“Bağımsız Afganistan’ı tanıyoruz” açıklamamızla ortaya çıkan durum, ülkemizdeki emperyalist kültürel saldırının bazı kesimlerde Atatürkçülüğü getirip bıraktığı yeri görmemiz açısından ders niteliğinde olmuştur.
Derneğimize karşı linç kampanyası yürütenler, emperyalist dünyanın, içimizden devşirip paraya ve ödüle boğdukları temsilcileridir. Dünyaya antiemperyalist mücadeleyi öğreten Mustafa Kemal Atatürk’ün fikirlerini ve devrimlerini bu maskeli cenahın kirli dilinden ayrıştırmak biz Cumhuriyet Kadınlarının birinci görevidir.

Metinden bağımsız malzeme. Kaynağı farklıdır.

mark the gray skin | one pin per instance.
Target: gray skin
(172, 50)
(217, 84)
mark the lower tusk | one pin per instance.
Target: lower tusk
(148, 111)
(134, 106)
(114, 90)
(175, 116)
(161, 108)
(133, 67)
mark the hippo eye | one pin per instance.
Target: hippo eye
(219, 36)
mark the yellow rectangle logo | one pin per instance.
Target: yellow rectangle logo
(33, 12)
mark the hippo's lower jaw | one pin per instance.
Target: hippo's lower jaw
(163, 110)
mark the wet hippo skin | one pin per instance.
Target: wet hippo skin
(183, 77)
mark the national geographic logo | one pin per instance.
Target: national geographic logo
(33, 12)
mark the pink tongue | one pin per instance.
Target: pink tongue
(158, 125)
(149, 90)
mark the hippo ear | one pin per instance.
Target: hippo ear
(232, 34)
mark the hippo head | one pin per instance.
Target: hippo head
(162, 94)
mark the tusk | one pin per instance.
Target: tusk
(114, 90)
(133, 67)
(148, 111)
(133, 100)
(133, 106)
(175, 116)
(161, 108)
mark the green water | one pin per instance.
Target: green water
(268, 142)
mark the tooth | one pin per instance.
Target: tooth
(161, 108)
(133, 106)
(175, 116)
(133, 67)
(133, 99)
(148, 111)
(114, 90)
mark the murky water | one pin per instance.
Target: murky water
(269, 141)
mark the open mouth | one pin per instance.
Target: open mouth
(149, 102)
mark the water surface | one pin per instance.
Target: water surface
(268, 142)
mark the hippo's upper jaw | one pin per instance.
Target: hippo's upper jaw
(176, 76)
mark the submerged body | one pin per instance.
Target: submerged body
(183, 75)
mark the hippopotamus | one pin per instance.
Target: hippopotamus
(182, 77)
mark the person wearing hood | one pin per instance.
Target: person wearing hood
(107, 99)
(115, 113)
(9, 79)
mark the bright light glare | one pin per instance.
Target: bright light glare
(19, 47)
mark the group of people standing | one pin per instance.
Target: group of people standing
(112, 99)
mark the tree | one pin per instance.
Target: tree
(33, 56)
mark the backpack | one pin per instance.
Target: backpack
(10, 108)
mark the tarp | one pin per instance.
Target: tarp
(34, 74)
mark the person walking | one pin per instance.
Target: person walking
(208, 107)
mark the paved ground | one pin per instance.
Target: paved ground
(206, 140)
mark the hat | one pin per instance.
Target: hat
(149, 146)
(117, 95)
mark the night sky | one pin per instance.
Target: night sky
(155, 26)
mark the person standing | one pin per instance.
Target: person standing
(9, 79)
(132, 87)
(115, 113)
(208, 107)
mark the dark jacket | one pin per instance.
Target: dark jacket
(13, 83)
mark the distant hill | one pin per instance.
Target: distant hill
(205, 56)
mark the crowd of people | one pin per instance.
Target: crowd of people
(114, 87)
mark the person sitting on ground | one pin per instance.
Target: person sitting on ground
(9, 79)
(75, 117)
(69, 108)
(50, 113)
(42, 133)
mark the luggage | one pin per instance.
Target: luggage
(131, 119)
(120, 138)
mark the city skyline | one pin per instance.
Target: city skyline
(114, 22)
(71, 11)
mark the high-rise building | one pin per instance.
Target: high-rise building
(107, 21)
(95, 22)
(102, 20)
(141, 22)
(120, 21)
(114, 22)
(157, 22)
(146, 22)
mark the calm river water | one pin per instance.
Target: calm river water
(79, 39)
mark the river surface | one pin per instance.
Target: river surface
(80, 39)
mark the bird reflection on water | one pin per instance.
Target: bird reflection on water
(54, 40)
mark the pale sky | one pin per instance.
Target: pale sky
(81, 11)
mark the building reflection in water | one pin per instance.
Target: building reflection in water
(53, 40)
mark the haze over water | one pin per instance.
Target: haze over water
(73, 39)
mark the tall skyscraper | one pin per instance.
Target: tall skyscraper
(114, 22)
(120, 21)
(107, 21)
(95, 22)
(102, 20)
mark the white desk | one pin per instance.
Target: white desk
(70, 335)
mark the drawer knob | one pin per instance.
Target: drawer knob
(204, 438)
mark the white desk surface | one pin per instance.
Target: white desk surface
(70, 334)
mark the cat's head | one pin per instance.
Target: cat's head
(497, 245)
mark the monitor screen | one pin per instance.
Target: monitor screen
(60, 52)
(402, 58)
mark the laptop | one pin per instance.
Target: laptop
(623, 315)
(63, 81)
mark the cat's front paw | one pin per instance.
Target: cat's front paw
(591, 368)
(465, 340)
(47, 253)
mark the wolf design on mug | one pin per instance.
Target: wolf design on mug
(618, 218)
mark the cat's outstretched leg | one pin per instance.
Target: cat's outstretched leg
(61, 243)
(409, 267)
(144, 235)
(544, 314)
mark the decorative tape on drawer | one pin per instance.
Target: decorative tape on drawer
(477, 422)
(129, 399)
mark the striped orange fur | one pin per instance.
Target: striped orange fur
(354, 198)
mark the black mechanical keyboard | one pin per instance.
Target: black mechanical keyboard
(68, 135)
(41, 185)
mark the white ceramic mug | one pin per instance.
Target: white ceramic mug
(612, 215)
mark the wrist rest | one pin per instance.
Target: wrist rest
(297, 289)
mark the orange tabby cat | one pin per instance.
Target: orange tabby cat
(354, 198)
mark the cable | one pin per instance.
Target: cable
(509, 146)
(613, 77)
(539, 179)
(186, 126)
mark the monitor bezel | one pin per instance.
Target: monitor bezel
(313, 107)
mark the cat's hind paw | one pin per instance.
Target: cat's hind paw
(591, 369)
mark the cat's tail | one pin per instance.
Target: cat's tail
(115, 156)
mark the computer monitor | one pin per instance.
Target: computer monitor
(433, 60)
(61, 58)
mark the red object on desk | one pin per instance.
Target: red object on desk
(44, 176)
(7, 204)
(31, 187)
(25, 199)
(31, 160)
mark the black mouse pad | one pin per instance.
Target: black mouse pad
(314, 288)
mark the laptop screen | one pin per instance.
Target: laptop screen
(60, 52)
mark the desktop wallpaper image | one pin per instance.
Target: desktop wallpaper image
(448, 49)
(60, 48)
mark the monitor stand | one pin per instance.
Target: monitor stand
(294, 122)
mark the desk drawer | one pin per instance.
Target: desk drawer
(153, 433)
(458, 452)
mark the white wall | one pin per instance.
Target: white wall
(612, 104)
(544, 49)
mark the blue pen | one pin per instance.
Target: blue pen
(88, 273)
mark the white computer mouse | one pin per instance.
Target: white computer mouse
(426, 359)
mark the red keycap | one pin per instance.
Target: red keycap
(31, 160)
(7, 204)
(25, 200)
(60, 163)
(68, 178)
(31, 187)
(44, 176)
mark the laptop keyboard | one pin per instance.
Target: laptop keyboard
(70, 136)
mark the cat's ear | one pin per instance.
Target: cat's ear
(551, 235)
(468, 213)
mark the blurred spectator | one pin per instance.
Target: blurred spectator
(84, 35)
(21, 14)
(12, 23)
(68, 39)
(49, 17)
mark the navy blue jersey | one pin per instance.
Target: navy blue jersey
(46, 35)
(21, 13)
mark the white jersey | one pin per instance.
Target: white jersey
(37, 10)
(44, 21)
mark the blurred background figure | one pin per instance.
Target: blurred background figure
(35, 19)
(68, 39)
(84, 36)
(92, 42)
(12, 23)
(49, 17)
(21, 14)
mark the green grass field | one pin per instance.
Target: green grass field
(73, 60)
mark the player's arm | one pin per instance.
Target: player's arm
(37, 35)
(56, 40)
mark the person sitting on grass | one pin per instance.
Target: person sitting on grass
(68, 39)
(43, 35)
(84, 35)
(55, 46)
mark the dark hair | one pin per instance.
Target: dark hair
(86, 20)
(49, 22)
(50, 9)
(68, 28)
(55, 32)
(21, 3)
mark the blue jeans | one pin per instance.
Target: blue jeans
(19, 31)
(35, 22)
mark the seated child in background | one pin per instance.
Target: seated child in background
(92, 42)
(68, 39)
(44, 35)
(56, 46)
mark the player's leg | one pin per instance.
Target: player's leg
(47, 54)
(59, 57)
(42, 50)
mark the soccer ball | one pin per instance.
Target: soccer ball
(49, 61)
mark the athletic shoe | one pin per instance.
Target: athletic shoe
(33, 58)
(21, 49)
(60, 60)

Yaptığımız açıklamanın arkasındayız. Açıklamamızda Taliban’ın şeriat yönetimini övmek yoktur. Olgulara duygusal bakmak, bilimden kaçmaktır. Taliban karşıtlığına saplanıp, ABD’nin Afganistan’dan kovulduğu gerçeğini görmezden gelmek bilime aykırıdır. Biz “En hakiki mürşit ilimdir, fendir” diyenlerdeniz.
Toplumların ilerlemelerinde farklılıklar vardır. Değişmeyen gerçek ise çağdaşlık, laiklik, kadın ve çocuk hakkı konularında ilerlemenin işgal altındaki toplumlarda mümkün olamayacağıdır. Bağımsızlık ve özgürlük, ilerlemenin de uygarlığın da laikliğin de ön koşuludur. Afganistan yüz yıldır İngiliz, Rus ve Amerikan emperyalizminin işgali altındadır. Afgan halkı varlık yokluk mücadelesi yürütmektedir. Afgan halkına bu mücadelesinde destek olmak tarihsel sorumluluğumuzdur. Şeriatla yönetilecek bile olsa Afgan halkı laikliğe bugün, dünden daha yakındır, çünkü her türlü belanın kaynağı olan emperyalizmi ülkesinden kovmuştur.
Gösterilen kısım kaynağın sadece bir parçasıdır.